[R] random truncation

Sun Jul 14 04:04:29 CEST 2019

PLEASE EXCUSE:  This discussion has diverged from R into discussing the 
precise assumptions seemingly descriptive of an application that drove 
the initial post to this thread.  A reply by Abby Spurdle seemed to  me 
to raise questions, whose answers may not be intelligible without 
material snipped from Spurdle's reply.  I wish to thank Spurdle from the 
reply and apologize to those who feel this is an abuse of this list.  I 
trust that those in the latter category will please not bother to read 
further.  For anyone still interested in this problem, below please find 
my earlier analysis with corrections that attempt to respond to 
Spurdle's most recent concerns.  Thanks, Spencer Graves

On 2019-07-12 22:31, Abby Spurdle wrote:
> > The distribution of the randomly truncated variable has thus four
> > parameters: a, b, mu and sigma.  I was able to write down the likelihood
> > and attempted to maximise it
>
> I read the Wikipedia article more carefully.
> The formula is relatively simple, and is based on the application of 
> Bayes Theorem.
> If one doesn't want to work out the integral, numerical methods can be 
> used.
>
> However, the problem needs to be defined *precisely* first.
>

Correct:  In my case, I confess I hadn't thought this through completely 
before posting.  I tried Rseek, as Bert Gunter suggested.  That led me 
to the "truncreg" and "DTDA" packages, neither of which seemed to be 
what I wanted;  thanks to Bert, Rolf, and Abby for your comments.

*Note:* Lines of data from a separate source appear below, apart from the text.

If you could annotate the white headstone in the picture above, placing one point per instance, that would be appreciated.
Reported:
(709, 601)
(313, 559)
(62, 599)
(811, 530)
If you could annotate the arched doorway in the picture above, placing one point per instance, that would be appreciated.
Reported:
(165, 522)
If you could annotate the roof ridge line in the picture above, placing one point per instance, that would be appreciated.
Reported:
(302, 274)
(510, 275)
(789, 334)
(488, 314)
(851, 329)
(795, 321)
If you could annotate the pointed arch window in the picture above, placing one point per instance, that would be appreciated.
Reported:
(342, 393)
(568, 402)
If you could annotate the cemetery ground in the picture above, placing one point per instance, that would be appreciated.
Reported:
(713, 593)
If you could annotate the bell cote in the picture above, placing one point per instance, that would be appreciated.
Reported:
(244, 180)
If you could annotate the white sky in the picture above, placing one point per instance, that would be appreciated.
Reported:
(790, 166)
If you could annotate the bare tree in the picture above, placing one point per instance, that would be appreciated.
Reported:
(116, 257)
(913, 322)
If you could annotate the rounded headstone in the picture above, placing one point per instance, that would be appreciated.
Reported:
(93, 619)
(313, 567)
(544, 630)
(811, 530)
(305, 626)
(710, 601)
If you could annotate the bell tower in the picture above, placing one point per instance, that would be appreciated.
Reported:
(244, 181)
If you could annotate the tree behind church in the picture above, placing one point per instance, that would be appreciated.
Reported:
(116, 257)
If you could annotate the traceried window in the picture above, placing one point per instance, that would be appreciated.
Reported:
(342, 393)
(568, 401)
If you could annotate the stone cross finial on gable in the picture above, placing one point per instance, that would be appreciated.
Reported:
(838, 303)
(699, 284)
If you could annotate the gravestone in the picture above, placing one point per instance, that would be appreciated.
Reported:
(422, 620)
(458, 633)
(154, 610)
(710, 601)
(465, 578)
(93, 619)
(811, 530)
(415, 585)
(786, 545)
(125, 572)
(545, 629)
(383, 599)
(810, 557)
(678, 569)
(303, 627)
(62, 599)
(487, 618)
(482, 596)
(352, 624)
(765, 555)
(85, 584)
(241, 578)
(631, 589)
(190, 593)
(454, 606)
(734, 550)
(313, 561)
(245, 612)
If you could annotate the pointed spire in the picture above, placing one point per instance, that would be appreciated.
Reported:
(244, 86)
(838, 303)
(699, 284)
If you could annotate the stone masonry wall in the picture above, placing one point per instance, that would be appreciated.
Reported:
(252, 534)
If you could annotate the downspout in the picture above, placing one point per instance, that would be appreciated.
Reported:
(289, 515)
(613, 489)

       I'm observing a random variable Y[i] = (x[i]'b+e[i]) given 
Y[i]>(z[i]'c+f[i]) where the tick mark (') denotes transpose of a 
vector, and e and f are normally distributed with mean 0 and standard 
deviations s and t, respectively, i = 1:n.  Thus, Y[i] follows a 
truncated normal distribution with mean x[i]'b and standard deviation s, 
with the truncation condition being that Y[i]>(z[i]'c+f[i]).

       I want the total of all the Y's from the untruncated 
distribution, i.e., including those truncated (and not observed).

       I think the likelihood is the product of the density of Y[i] 
given x[i] and given that Y[i] is actually observed.  By substituting 
Y[i] = (x[i]'b+e[i]) into the truncation condition Y[i]>(z[i]'c+f[i]), 
we get the following:

             (x[i]'b+e)>(z[i]c+f).

This occurs if and only if:

             (x[i]'b-z[i]'c)>(f-e),

Therefore, the probability that Y[i] is observed (and not truncated) is

             Pr{Y[i] observed} = Phi((x[i]'b-z[i]'c)/sqrt(s^2+t^2))

where Phi is the cdf of the standard normal.

       And then the likelihood for observation i can be written as follows:

             f(y[i]|x[i], z[i], b, c, s, t) = phi((y[i]-x[i]'b)/s) / 
Phi((x[i]'b-z[i]'c)/sqrt(s^2+t^2)).

       We may not be able to estimate "c" in this, because if one of the 
z[i]'s is nonzero, we can pick "c" so z[i]'c is Inf.  That makes the 
denominator 0 and the likelihood Inf.  (If all the z[i]'s are zero, we 
still cannot estimate "c".)  However, if "b" is estimable, ignoring the 
truncation, then we can estimate "b", "s" and "t" given "c".

       And then the desired total of all the Y's, observed and 
unobserved, would be the sum of y[i] divided by Pr{Y[i] observed}.

       This likelihood is simple enough, it can be easily programmed in 
R and maximized over variations in "b", "s" and "t" given "c".  I can 
get starting values for "b" and "s" from "lm", ignoring the truncation.  
And I can first fit the model assuming t = s, then test whether it's 
different using likelihood ratio.  And I can try to estimate "c", but I 
should probably use values I can estimate from other sources until I'm 
comfortable with the estimates I get for "b", "s" and "t" given an 
assumed value for "c".

       Comments?
       Thanks so much.
       Spencer Graves